Оказалось, что не один я был такой находчивый и ловкий! Много желающих было увильнуть с фронта, но и не меньше желающих устремлялось на фронт или просто с разными неотложными делами поошиваться за кордоном: беглые из тюрем, любители приключений, жаждущие поднажиться, скрывающиеся от властей, кто и от семей. Жизнь многообразна.
Отсеяли меня из эшелона, под конвоем увели в комендатуру – довоевался! Допрыгался! Долго проверяли собранную в комендатуре толпу и которых вояк оставили для «дальнейшего прохождения», нас же, нестроевиков, жаждущих попасть в Германию, «к своим», насрамили, накормили, сказали, чтоб мы «не дурели», что без нас уже «большевики обойдутся», и загнали в Ровно, в конвойный полк, дослуживать «на легкой службе» остатные воинские сроки – победа уже близилась, уже ее дальние вспышки опаляли «логово» и громы сотрясали и рассыпали ненавистный город Берлин.
Глава 25
Этот сбродный полк и «легкая» в нем служба сидят у меня в печенках до сих пор.
Казармы полка располагались в старых не то польских, не то наших, еще царских времен, строениях. Скорее всего, строили их и гноили в них молодой люд и те и другие, да еще, наверное, и третьи – немцы, которые не могут пройти равнодушно мимо любой казармы, чтоб не помаршировать вокруг нее, не полежать на ее нарах, не порадоваться спертому, затхлому казарменному духу, нанюхавшись которого можно и нужно одурело и угорело переть в поход, тыриться на что и на кого угодно.
Казармы располагались на самой окраине Ровно, кажется на западной, и наша глубокомысленная советская система, не терпящая никаких вольностей и излишеств, внесла некоторую привычную прямолинейность в образ и архитектуру старорежимных помещений: были убраны перегородки и вместо трехъярусных топчанов сколочены сплошные низкие нары.
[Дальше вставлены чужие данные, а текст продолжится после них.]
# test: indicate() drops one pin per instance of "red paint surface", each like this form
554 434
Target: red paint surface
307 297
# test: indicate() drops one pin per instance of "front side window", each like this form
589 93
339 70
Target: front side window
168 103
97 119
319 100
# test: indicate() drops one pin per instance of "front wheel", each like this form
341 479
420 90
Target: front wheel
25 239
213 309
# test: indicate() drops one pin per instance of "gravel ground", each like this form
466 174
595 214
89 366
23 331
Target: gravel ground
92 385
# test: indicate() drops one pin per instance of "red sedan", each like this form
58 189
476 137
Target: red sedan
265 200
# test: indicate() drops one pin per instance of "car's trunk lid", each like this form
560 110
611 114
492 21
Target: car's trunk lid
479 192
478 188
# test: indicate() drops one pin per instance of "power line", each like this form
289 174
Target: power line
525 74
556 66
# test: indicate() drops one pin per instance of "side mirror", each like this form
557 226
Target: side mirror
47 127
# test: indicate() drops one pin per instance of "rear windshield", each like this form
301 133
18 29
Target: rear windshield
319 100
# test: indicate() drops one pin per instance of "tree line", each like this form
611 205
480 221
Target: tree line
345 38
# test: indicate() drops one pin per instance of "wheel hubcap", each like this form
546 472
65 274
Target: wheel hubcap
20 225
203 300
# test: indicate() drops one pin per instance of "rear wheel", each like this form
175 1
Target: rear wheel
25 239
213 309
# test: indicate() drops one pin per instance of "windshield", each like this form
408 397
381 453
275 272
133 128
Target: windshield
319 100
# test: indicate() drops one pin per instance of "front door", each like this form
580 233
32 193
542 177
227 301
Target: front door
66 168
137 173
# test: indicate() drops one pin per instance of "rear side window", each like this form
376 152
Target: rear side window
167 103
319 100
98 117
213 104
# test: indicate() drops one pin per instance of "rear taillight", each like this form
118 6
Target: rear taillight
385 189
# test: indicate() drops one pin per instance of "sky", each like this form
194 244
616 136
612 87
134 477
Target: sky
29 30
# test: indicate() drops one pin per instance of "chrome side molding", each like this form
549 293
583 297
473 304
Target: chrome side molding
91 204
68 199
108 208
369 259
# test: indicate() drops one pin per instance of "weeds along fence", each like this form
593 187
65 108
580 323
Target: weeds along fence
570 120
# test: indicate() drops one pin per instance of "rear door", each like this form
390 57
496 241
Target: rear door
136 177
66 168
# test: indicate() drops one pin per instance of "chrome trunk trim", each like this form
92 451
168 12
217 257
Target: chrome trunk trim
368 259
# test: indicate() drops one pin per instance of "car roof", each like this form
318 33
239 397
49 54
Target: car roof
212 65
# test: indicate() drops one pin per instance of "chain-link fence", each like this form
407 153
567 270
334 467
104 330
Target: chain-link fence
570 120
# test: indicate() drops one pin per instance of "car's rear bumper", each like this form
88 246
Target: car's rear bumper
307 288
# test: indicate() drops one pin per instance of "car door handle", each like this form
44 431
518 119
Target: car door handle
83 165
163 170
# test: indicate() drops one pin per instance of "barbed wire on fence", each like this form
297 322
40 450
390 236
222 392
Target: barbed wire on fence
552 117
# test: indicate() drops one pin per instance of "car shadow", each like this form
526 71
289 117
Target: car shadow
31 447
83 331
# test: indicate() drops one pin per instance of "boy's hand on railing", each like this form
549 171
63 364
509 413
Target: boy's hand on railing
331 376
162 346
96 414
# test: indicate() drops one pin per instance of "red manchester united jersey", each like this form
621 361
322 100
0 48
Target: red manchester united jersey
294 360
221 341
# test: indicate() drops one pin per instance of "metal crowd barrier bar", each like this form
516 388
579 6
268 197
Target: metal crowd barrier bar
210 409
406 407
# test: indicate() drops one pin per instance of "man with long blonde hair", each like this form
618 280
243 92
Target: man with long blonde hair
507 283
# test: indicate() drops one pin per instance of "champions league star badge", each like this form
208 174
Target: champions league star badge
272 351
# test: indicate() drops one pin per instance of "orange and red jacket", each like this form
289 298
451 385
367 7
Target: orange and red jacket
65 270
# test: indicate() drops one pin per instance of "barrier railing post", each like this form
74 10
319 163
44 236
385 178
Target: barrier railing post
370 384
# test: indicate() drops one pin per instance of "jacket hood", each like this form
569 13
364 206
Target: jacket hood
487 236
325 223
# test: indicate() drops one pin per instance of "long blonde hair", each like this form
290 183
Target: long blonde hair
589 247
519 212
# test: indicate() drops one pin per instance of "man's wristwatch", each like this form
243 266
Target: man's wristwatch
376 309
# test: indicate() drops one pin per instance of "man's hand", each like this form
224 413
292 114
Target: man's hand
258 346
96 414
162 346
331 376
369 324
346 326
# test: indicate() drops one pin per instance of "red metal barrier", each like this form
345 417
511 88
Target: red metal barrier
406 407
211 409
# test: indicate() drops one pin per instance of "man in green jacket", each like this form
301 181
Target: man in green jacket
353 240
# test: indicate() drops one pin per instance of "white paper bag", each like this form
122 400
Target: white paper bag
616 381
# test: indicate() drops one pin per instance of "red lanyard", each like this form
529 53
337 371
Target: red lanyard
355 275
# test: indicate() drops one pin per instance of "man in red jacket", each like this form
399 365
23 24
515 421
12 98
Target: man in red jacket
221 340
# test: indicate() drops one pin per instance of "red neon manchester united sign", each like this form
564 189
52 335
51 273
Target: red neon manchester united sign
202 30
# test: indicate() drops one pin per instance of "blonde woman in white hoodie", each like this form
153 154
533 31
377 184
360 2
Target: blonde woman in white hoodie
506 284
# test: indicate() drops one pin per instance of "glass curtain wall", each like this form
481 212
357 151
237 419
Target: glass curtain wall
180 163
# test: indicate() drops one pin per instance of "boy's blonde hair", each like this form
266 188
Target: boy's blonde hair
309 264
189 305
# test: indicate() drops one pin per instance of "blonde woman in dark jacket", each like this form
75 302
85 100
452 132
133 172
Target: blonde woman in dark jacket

Тюремное привычное удобство, и главное, есть возможность наблюдать дневальному и одновременно всякой казарменной твари за всей казармой, теплее спать, способней вше плодиться. А что будут хромоногие, больные, припадочные, гнилобрюхие и гнилодыхие недобитые солдаты «дослуживать» и теснотиться – об этом как-то никто не подумал, стандарт, хоть из устава, хоть из башки, он человеческих отклонений не признает и с индивидуальными запросами да хворями подчиненных не может считаться.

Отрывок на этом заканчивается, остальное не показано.